After the game, we talked a lot. Actually, I talked a lot, driven by my paternal instinct to protect and fix. While in this case it was too late to protect, I was desperate to fix. My great fear was that the incident would decimate forever the pure joy my son got from physicality and competition, and that somehow it would translate into ‘if I excel, the other kids will hate me.’ I assured him the other player’s reaction wasn’t his fault. He had done nothing wrong except play really well.

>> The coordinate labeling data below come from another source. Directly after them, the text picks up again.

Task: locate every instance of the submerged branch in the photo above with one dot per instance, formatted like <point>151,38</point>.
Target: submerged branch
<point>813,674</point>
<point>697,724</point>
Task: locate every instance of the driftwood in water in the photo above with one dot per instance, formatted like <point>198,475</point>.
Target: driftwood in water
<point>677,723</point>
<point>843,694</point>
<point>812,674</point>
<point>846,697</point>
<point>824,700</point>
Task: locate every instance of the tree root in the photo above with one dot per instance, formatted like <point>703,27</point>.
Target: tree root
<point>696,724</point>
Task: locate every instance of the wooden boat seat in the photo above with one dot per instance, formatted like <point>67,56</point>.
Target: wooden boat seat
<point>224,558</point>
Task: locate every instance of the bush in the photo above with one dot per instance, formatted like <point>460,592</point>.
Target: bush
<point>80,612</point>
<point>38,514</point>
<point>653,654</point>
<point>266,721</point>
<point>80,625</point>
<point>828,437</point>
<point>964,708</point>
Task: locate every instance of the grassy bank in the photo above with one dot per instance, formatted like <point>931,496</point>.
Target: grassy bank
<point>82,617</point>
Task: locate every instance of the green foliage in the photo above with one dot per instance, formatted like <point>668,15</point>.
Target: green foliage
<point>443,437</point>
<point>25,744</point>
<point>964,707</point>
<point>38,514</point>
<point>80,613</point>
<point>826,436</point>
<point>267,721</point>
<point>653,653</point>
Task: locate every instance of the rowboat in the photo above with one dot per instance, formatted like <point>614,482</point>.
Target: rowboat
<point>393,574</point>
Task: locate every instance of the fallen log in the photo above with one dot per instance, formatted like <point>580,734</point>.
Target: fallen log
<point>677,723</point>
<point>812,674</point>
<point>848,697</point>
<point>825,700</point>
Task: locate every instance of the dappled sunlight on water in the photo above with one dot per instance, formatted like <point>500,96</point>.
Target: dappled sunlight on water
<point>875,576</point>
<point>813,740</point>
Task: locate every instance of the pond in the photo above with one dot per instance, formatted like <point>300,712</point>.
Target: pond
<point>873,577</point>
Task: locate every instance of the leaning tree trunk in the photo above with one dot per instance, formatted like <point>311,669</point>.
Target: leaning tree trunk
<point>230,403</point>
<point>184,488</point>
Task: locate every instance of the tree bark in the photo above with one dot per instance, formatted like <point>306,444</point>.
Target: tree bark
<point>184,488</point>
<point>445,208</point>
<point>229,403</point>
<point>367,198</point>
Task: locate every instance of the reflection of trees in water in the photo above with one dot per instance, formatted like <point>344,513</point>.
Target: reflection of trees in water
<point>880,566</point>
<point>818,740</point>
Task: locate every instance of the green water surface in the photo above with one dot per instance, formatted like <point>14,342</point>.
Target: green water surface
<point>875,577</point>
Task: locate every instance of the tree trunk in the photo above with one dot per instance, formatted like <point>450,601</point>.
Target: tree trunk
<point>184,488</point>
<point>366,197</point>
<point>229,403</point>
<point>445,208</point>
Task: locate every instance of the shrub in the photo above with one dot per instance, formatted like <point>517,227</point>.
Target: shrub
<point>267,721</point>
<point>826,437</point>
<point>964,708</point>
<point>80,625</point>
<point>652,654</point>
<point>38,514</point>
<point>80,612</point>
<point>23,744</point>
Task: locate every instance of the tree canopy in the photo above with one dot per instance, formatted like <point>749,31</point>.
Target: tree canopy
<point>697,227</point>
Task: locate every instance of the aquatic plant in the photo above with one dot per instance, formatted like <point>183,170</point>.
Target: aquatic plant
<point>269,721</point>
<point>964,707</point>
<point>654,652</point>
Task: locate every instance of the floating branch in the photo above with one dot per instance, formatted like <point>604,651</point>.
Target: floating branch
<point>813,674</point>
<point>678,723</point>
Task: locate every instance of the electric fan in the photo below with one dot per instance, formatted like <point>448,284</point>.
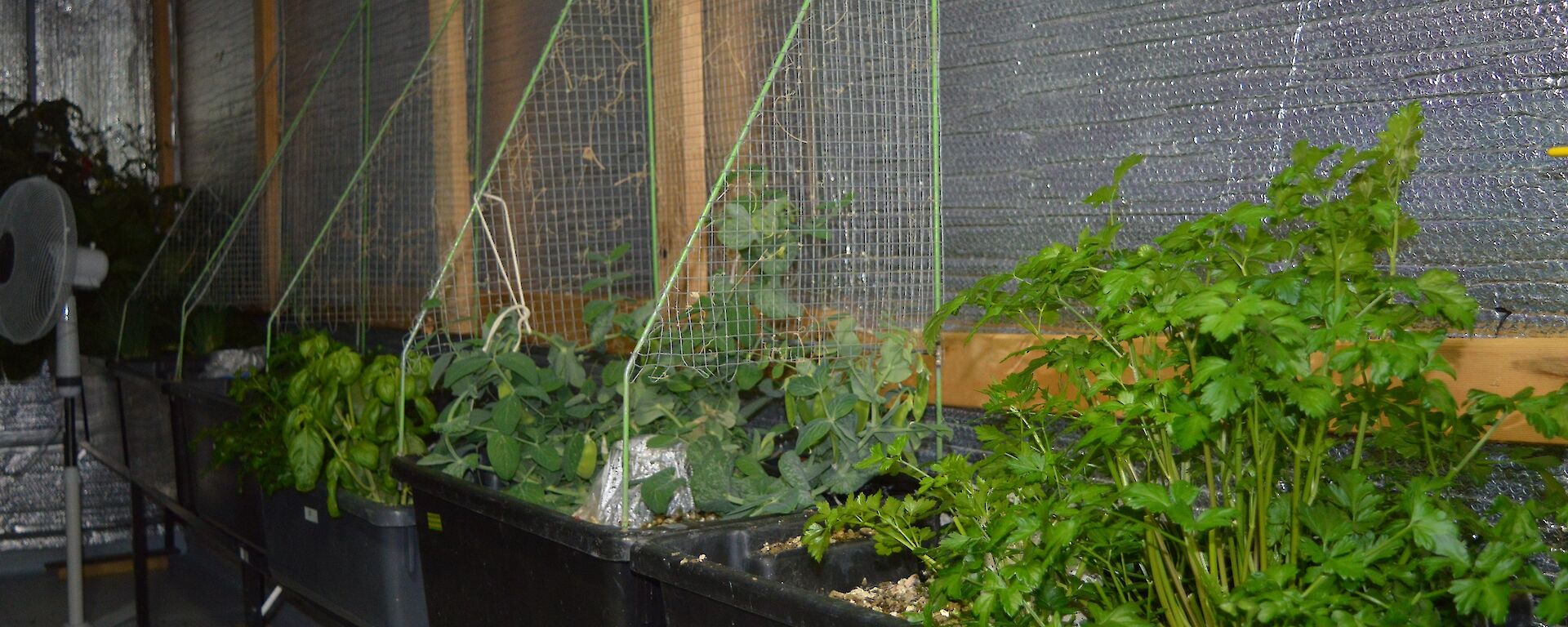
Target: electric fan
<point>39,265</point>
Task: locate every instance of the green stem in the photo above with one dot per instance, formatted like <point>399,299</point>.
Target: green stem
<point>1361,431</point>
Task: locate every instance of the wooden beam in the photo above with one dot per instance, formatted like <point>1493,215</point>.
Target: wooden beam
<point>451,140</point>
<point>681,138</point>
<point>163,90</point>
<point>269,132</point>
<point>1503,366</point>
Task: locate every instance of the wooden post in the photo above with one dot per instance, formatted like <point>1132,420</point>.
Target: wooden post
<point>163,90</point>
<point>451,140</point>
<point>269,132</point>
<point>681,140</point>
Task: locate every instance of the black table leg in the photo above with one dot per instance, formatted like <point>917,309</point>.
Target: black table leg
<point>138,549</point>
<point>255,594</point>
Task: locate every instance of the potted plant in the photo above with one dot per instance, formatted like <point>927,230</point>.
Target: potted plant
<point>318,433</point>
<point>1250,429</point>
<point>543,429</point>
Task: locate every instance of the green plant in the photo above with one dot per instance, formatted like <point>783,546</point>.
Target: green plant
<point>750,305</point>
<point>546,429</point>
<point>1250,431</point>
<point>118,207</point>
<point>838,410</point>
<point>322,414</point>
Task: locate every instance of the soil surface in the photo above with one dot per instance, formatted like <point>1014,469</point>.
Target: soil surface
<point>795,543</point>
<point>899,599</point>
<point>697,516</point>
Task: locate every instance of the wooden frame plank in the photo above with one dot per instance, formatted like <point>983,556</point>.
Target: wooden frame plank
<point>163,91</point>
<point>269,132</point>
<point>451,140</point>
<point>679,138</point>
<point>1493,364</point>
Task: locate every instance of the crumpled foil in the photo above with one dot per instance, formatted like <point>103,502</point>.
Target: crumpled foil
<point>604,499</point>
<point>32,500</point>
<point>231,361</point>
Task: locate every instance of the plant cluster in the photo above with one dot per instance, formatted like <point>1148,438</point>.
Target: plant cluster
<point>1252,430</point>
<point>543,425</point>
<point>748,305</point>
<point>118,207</point>
<point>323,414</point>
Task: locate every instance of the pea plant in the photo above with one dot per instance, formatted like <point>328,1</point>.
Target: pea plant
<point>1252,429</point>
<point>543,425</point>
<point>838,410</point>
<point>323,414</point>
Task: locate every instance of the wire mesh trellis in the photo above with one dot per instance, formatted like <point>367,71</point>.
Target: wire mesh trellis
<point>567,187</point>
<point>250,245</point>
<point>364,250</point>
<point>823,199</point>
<point>216,154</point>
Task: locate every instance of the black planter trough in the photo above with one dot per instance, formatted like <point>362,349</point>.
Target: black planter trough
<point>494,560</point>
<point>361,567</point>
<point>216,494</point>
<point>722,577</point>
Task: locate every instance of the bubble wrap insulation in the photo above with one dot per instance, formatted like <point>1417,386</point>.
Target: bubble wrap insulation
<point>604,496</point>
<point>99,56</point>
<point>1043,98</point>
<point>13,52</point>
<point>32,502</point>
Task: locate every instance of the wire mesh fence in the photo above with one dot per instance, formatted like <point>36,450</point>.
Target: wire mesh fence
<point>252,243</point>
<point>562,212</point>
<point>817,119</point>
<point>361,223</point>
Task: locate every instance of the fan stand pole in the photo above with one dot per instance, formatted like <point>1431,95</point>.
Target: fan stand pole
<point>68,380</point>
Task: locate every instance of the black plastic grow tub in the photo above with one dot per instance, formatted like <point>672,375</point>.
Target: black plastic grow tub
<point>492,560</point>
<point>361,567</point>
<point>722,577</point>
<point>216,494</point>
<point>148,447</point>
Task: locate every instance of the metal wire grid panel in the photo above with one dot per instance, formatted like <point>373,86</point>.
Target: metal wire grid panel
<point>1053,95</point>
<point>567,187</point>
<point>819,127</point>
<point>216,129</point>
<point>250,248</point>
<point>361,179</point>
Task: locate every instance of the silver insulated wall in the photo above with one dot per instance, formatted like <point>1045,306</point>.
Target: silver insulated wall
<point>1043,98</point>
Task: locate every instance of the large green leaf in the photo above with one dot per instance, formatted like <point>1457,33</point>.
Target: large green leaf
<point>504,451</point>
<point>306,451</point>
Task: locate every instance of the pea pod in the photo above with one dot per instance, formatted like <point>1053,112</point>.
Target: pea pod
<point>590,460</point>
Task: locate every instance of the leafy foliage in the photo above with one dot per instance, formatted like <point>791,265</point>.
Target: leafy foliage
<point>543,425</point>
<point>751,303</point>
<point>119,207</point>
<point>838,410</point>
<point>1252,431</point>
<point>323,414</point>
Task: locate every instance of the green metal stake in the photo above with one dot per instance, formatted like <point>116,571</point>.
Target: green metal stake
<point>937,206</point>
<point>354,179</point>
<point>483,184</point>
<point>653,143</point>
<point>697,231</point>
<point>250,202</point>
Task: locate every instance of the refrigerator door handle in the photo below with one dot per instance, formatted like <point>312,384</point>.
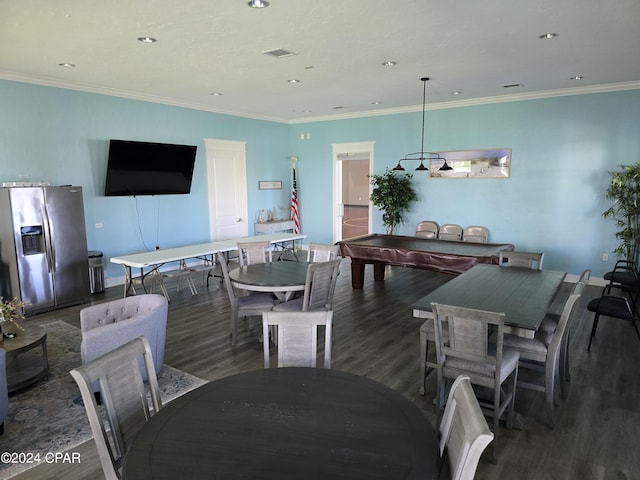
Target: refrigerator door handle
<point>49,251</point>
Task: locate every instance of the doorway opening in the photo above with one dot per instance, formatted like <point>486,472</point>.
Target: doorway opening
<point>352,166</point>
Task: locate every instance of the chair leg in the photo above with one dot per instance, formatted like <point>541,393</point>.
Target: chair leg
<point>635,325</point>
<point>424,351</point>
<point>497,393</point>
<point>549,388</point>
<point>593,330</point>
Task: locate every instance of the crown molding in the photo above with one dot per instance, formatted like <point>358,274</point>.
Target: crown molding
<point>81,87</point>
<point>612,87</point>
<point>49,82</point>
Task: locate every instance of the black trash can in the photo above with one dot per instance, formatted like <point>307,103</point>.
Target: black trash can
<point>96,272</point>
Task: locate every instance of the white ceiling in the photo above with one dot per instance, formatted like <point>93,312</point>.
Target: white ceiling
<point>207,46</point>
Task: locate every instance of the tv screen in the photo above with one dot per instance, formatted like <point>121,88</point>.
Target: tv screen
<point>145,168</point>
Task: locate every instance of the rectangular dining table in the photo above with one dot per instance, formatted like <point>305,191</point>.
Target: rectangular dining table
<point>150,262</point>
<point>523,295</point>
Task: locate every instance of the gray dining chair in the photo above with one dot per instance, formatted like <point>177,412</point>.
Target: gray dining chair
<point>297,337</point>
<point>320,285</point>
<point>542,354</point>
<point>450,231</point>
<point>475,349</point>
<point>427,229</point>
<point>125,404</point>
<point>518,259</point>
<point>464,432</point>
<point>243,305</point>
<point>550,324</point>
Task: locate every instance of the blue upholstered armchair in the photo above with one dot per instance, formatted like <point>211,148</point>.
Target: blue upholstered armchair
<point>4,396</point>
<point>109,325</point>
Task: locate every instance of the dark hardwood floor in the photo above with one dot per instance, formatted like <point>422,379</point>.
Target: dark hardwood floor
<point>597,429</point>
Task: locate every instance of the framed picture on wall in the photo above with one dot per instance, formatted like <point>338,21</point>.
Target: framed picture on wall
<point>269,185</point>
<point>493,163</point>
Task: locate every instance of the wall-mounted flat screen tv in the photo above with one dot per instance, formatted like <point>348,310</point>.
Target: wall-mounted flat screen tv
<point>145,168</point>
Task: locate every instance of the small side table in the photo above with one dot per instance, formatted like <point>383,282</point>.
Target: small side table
<point>27,360</point>
<point>273,226</point>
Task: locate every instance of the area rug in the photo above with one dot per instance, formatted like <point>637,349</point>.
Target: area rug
<point>50,416</point>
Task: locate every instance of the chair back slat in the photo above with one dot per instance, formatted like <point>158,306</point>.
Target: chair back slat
<point>297,337</point>
<point>319,252</point>
<point>320,285</point>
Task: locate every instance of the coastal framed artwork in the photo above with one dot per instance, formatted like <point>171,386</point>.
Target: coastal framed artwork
<point>269,185</point>
<point>493,163</point>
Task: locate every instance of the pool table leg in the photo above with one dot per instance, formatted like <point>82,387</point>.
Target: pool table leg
<point>378,271</point>
<point>357,272</point>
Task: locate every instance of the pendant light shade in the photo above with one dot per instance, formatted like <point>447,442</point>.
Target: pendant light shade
<point>421,156</point>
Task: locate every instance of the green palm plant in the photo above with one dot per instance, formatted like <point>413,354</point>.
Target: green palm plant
<point>393,193</point>
<point>624,190</point>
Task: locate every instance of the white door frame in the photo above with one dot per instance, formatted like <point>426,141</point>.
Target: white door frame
<point>343,149</point>
<point>238,187</point>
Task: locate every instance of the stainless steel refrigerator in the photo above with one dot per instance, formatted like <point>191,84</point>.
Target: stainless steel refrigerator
<point>43,247</point>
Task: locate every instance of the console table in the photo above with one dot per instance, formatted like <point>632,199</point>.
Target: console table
<point>274,226</point>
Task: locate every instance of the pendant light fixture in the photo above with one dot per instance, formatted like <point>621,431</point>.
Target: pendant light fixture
<point>422,154</point>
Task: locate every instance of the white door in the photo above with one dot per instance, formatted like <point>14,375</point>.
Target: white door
<point>227,184</point>
<point>343,205</point>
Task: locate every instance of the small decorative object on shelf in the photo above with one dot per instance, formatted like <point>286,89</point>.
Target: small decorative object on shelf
<point>11,311</point>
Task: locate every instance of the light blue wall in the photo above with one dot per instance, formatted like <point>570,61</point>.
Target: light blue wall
<point>62,137</point>
<point>562,150</point>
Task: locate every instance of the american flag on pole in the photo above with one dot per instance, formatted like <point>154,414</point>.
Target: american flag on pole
<point>294,200</point>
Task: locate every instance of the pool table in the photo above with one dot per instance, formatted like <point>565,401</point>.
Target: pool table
<point>444,256</point>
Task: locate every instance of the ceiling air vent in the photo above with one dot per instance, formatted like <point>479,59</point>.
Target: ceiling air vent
<point>279,53</point>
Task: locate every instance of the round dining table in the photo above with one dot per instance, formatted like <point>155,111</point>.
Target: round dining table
<point>282,278</point>
<point>286,423</point>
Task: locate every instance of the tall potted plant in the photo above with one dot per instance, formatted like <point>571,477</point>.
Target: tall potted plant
<point>624,190</point>
<point>393,193</point>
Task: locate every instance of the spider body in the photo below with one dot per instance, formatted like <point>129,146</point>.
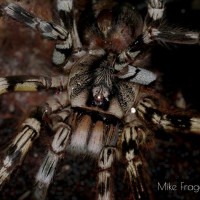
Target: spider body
<point>105,107</point>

‘To parent’ is a verb, and, as such, it demands action. But as kids get older and are allowed appropriate independence, they are inevitably going to find themselves in confusing, sometimes inappropriate, sometimes scary situations. And while I can’t (and shouldn’t) be around 24/7 to supervise every critical juncture of my kids’ lives, I can protect them from casual, day-to-day exposure to adult realities before they’re old enough to understand and process them for themselves. Part of being a responsible (grown-up) parent is having the stomach to go against conventional parenting wisdom (much of which, I’m convinced, evolves for our own convenience).
It begins, of course, with media. Any shrink will tell you, kids cannot filter and process torrents of visuals and sound bites designed to entertain adults. They don’t have the knowledge base, experience or perspective. PG-13 action, horror, even comedy movies are not all right for a pre-pubescent, even if we’re sitting with them. Single shooter Xbox games are not healthy for a young mind with an undeveloped moral compass, no matter how cool it is to have an in-house gaming buddy. And local news (‘if it bleeds, it leads’) is not appropriate background noise while my kids are doing homework.
I have come to know that parenting needs to be practiced in the real world with extreme conviction, follow-through and consistency. It is not easy telling your friends, neighbors or relatives your five-year old boy cannot attend his buddy’s birthday because you don’t think a John Carpenter Film Festival is appropriate. It means saying ‘no’ to – and for — your kids a lot of the time, even though other parents will feel judged. Not a great way to win friends and influence people, but this parenting thing demands backbone.
There is nothing I could have done to avoid my son’s soccer experience. Surely, it was an age appropriate rite of passage (and I do pat myself on the back for not getting involved and embarrassing my boy by demanding some false apology from the other player). But I would never knowingly place any of my kids in a situation they weren’t cognitively prepared to handle. That is something I can control, and it’s probably the best any of us can do as our kids grow up. In fact, it’s the least we can do.
It’s quite possible that parenting becomes more difficult as our kids get older, because there are more grey areas and judgment calls. Figuring out where to step in, when to hold the line, and when to stand back are constant challenges, and I imagine they always will be. I comfort myself knowing that if I make decisions and act from a place of respect, I can’t go too far wrong.